Repository files navigation

Fraud Detection API

A production-hardened FastAPI service serving real-time fraud predictions from a pre-trained RandomForestClassifier. The model accepts 30 input features — Time, V1–V28 (PCA-transformed), and Amount — and returns a fraud probability score between 0 and 100.

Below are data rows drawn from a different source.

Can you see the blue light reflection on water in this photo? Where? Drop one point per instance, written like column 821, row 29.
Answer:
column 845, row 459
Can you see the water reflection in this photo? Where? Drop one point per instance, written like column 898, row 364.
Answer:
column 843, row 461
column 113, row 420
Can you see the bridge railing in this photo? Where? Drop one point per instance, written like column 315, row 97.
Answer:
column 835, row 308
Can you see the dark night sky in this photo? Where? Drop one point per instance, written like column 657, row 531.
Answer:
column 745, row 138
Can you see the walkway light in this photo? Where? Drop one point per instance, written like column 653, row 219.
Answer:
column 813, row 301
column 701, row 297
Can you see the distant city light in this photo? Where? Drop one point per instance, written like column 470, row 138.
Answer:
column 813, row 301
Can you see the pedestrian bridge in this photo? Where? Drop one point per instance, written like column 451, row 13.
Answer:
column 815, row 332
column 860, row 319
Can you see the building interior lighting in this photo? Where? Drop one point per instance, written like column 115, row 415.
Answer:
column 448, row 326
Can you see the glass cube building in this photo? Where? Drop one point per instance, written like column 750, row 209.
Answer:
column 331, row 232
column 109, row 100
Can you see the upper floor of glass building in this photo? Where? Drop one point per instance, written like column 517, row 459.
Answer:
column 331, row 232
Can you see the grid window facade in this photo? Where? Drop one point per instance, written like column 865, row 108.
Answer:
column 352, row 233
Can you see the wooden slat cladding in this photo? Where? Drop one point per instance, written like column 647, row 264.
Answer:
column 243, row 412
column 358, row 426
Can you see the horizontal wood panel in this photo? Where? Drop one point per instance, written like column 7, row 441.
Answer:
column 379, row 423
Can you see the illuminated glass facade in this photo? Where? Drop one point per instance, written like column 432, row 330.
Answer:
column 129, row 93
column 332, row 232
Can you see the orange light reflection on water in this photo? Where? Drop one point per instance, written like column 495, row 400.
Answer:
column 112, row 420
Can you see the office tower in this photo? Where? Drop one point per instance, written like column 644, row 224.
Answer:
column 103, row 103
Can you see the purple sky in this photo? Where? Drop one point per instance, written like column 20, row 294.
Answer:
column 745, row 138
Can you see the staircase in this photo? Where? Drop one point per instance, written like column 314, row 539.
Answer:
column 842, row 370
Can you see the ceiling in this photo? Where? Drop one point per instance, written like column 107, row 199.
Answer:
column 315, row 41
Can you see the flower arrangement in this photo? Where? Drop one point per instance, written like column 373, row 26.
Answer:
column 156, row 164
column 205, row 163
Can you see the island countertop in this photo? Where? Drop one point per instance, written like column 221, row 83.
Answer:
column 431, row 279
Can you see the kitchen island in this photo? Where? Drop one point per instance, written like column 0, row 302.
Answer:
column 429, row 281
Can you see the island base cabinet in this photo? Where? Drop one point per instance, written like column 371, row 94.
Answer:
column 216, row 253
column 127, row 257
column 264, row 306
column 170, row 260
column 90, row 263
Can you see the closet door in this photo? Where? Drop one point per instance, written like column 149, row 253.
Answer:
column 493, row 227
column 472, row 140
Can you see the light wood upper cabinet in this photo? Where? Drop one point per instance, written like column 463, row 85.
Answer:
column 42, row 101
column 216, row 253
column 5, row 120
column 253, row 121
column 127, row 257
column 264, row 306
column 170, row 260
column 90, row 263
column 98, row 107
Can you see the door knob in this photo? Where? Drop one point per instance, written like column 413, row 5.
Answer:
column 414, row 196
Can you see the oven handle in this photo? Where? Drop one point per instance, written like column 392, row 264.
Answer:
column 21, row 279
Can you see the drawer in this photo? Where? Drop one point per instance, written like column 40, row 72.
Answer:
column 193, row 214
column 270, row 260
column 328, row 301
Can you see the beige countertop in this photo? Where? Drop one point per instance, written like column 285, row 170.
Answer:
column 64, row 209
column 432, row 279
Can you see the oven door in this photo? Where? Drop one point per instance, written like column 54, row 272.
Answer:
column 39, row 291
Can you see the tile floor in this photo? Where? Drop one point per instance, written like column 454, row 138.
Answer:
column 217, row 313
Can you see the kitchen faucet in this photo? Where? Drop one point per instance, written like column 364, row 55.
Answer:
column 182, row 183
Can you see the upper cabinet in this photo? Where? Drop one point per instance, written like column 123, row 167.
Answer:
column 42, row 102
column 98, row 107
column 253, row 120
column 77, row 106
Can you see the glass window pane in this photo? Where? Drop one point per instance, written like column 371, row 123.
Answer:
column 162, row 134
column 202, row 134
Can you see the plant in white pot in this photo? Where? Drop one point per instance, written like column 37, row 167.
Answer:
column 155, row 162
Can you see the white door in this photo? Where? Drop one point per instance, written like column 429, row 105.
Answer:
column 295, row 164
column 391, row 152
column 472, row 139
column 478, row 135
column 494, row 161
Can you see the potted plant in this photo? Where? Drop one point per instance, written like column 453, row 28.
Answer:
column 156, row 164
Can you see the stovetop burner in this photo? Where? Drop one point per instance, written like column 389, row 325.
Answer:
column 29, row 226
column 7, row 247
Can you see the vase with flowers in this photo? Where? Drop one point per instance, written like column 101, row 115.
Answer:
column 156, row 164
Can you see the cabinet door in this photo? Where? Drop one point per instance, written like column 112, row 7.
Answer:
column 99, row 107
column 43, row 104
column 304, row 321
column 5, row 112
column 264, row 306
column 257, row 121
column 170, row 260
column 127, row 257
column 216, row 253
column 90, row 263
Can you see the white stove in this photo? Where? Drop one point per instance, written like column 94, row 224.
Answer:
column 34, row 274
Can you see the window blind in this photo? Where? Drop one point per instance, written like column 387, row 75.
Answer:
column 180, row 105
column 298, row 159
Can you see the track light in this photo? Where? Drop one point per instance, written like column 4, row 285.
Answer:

This repo implements production improvements across performance, security, testing, Docker infrastructure, and deployment strategy.


Prerequisites

  • Docker Desktop (or Docker Engine + Compose)
  • Python 3.9+ (only needed for local development outside Docker)
  • A .env file — see Configuration

Project Structure

fraud-detection-api/
├── app/
│   ├── __init__.py
│   ├── main.py           # FastAPI app, lifespan, middleware, auth, endpoints
│   ├── model.py          # Model loading, null guard, predict logic
│   └── schemas.py        # Pydantic request/response models with NaN/Inf validation
├── model/
│   └── mock-request-body.json  # Sample request for testing
│   # fraud-model.joblib — NOT included, train your own (see below)
├── tests/
│   ├── conftest.py       # Shared fixtures, API key config
│   ├── test_api.py       # 15 endpoint tests incl. concurrent p99 benchmark
│   └── test_model.py     # 4 model unit tests
├── .env.example          # Environment variable template
├── Dockerfile            # Multi-stage build (test + production)
├── docker-compose.yml    # API and test services with resource limits
├── requirements.txt
└── README.md

Model Setup

The model artifact is not included in this repo. To get started, train a RandomForestClassifier on your own transaction dataset with the same feature schema (Time, V1–V28, Amount) and save it with joblib:

import joblib
from sklearn.ensemble import RandomForestClassifier

# Train your model
model = RandomForestClassifier(n_estimators=100, random_state=42)
model.fit(X_train, y_train)

# Save
joblib.dump(model, "model/fraud-model.joblib")

Quick Start

Step 1 — Set up your environment:

cp .env.example .env
# Edit .env and set a real API_KEY value

Step 2 — Build and run:

docker-compose up --build -d api

The API will be available at http://localhost:8888.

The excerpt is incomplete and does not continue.